It’s me, your mother. I know you hate it when I tell you about my teenage years considering I went through them last century. I also know you think I’m too old and forgetful and not really up on the terminology so what could I possible contribute to your social life.
So much has changed since I was in high school and college in the late ‘80s and ‘90s, and I get that you don’t really want to listen to what I have to say.
But you should—not just because you should always listen to you mother (but so much that), but more because even though you have more opportunities and are able to send a message or FaceTime with your friends at the drop of a hat, the one thing that hasn’t changed about friends and friendship over the decades is how a true friend makes you feel.
A real friendship is honest and giving and makes you feel alive. When you have that kind of comfortable bond with another person, you trust them; they feel like home; you are better after being around them.
I know I say this all the time, but it’s worth repeating: high school is naturally a time of high-drama and anxiety between friends. It always has been and probably always will be. There are a bunch of hormone-driven teenagers trying to figure themselves out. It’s normal, it’s okay, you will survive this.
I’m not blind to the fact you are sharing really intense experiences with you friends, wanting to be with them every moment, talking all the time, sharing clothes and wanting to dye your hair the same color, only to stop talking about them in a few months, or watch your friendship morph into something else.
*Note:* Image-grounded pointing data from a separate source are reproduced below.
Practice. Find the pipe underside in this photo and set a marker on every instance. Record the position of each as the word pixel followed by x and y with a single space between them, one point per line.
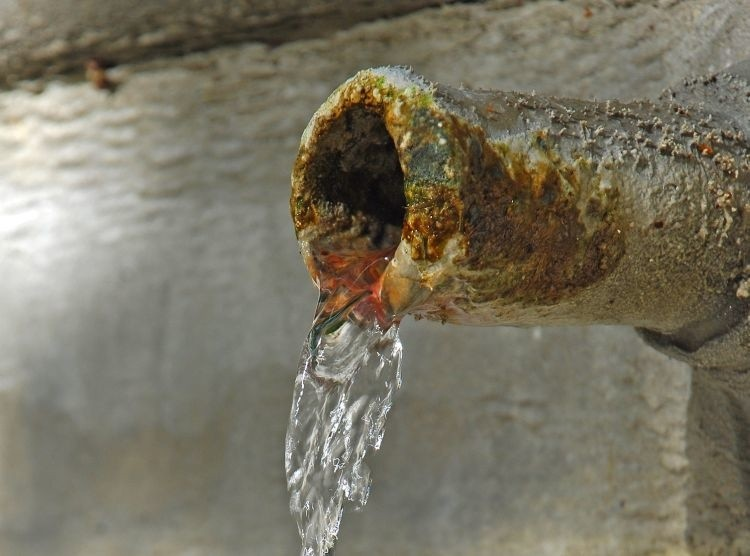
pixel 509 208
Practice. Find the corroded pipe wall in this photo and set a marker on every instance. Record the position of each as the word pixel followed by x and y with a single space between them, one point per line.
pixel 152 305
pixel 523 209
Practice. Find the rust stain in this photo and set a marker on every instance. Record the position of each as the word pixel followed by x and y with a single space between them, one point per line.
pixel 433 218
pixel 524 228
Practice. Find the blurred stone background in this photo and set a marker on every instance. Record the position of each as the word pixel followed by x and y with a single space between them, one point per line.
pixel 152 300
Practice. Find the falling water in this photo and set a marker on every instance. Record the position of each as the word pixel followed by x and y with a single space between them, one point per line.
pixel 349 370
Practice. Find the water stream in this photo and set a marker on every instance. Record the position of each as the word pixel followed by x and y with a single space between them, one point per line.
pixel 349 370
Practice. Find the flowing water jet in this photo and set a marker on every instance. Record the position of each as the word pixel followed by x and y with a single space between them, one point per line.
pixel 496 208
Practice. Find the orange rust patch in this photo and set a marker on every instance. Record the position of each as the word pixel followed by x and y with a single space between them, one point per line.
pixel 433 217
pixel 522 220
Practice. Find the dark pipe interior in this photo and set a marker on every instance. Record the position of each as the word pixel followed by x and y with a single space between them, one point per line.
pixel 357 178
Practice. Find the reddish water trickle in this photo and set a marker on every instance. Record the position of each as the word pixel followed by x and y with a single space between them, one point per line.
pixel 349 371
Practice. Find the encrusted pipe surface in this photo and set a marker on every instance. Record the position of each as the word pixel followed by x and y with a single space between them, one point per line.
pixel 519 209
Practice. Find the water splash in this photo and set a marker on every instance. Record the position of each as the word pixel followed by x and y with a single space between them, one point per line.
pixel 349 370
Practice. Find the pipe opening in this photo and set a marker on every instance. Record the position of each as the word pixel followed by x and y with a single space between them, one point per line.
pixel 356 182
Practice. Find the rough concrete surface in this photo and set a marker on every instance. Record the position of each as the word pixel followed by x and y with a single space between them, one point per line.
pixel 43 38
pixel 153 303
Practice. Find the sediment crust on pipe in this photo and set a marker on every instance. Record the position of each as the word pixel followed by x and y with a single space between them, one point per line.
pixel 511 208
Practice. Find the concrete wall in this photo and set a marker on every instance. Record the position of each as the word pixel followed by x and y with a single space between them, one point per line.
pixel 153 303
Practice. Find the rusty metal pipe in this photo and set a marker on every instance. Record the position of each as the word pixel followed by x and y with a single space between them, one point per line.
pixel 519 209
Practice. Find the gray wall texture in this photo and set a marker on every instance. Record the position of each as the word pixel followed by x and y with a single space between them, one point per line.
pixel 153 303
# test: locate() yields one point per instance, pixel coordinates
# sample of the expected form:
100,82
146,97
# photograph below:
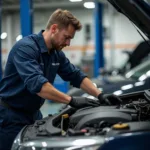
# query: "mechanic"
30,71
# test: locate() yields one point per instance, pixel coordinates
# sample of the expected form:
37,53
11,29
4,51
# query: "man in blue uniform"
30,71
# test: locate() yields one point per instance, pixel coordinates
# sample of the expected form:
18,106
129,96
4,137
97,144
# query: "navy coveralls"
28,67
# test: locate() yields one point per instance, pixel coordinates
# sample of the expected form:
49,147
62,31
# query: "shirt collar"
42,42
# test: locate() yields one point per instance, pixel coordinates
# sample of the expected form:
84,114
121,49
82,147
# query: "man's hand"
80,102
109,99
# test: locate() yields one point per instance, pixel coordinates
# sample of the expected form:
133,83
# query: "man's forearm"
89,87
49,92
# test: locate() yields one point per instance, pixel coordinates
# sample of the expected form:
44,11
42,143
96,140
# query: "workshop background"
105,35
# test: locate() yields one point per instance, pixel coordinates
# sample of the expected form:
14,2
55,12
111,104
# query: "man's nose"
68,42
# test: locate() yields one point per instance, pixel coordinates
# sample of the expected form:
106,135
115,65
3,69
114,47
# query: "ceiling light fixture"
3,35
19,37
75,0
89,5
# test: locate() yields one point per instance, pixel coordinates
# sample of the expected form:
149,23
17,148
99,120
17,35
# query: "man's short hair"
63,18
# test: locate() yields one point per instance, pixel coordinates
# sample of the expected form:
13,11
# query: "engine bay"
133,115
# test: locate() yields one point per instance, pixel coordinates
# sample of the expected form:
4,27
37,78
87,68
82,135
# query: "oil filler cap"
120,126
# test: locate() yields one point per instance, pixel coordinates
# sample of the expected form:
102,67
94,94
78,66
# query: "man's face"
62,37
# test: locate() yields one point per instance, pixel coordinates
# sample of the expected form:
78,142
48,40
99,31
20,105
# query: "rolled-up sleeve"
28,68
69,72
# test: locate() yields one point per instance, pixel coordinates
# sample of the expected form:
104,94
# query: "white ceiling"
39,4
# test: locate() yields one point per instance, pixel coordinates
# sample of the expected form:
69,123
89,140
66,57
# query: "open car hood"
138,11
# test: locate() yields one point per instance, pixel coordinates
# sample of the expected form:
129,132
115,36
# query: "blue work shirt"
28,67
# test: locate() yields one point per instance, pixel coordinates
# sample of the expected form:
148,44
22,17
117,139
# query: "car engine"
133,115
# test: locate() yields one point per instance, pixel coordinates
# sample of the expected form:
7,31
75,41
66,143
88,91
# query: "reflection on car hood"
138,11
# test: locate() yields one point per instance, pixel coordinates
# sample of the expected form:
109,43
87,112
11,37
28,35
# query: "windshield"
141,72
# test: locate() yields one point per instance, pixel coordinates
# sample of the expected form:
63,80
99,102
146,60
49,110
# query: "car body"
125,126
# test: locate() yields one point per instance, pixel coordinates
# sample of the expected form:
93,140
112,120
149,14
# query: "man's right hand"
80,102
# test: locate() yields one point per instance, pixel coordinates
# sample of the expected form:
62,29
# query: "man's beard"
55,46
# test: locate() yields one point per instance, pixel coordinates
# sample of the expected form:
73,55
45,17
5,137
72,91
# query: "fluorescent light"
89,5
3,35
75,0
119,92
139,83
19,37
143,77
126,87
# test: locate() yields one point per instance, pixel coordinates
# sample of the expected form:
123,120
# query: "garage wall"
124,34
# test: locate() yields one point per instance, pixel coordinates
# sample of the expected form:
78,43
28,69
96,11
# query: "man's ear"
54,28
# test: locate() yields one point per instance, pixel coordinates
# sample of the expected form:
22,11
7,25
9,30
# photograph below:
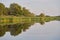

That is just the cycle of being a teenager– you’re growing and changing at such a rapid rate and sometimes friends stay with you through that ride and sometimes they change– and that’s all okay.
There’s no need to worry because you will find your people– it just might not be until later when you go to college. You know about the friendships I made in college— I talk about them all the time– I believe they were stronger than the friendships I had in high school for a few reasons.
When you go away to school, you have this freedom of getting to start over in every way. And choosing who you spend a lot of your time with is one of the best parts of your new life.
You will meet women and men who you will eat with, you will sit through lectures with them, you will work on projects together, celebrate together, and stay up until all hours of the night talking, enjoying each other’s company.
These years are about seeing your way into adulthood together and through that discovery, certain friendships are cemented and will become lifelong relationships. It solidifies your bond and during this time you will have a very clear vision of what you want in a friendship.
So, when you are struggling with your friends, or having a hard time, or feeling like you don’t quite fit in, do me a favor: Take a moment to pause and remember you might not find your people until college.
It truly is the story for so many of us. And it’s not to say you won’t always stay in touch with high school friends– you even may have a best friend from high school for the rest of your life– I’m simply reminding you that when you go off to school, because of the circumstances and how much you evolve being on your own during those years, you not only find true friendship, they find you.
I know high school years aren’t easy; one day you feel like part of a tribe, and by the end of the week you aren’t so sure where you fit in. It’s confusing and it can make you feel disposable to some people but it won’t be like this forever– you won’t feel like this forever.
Pretty soon, you will get to leave high school and any angst it’s caused in the rearview mirror.
So, trust your old mother when I tell you, some the best friendships of your life haven’t even happened yet.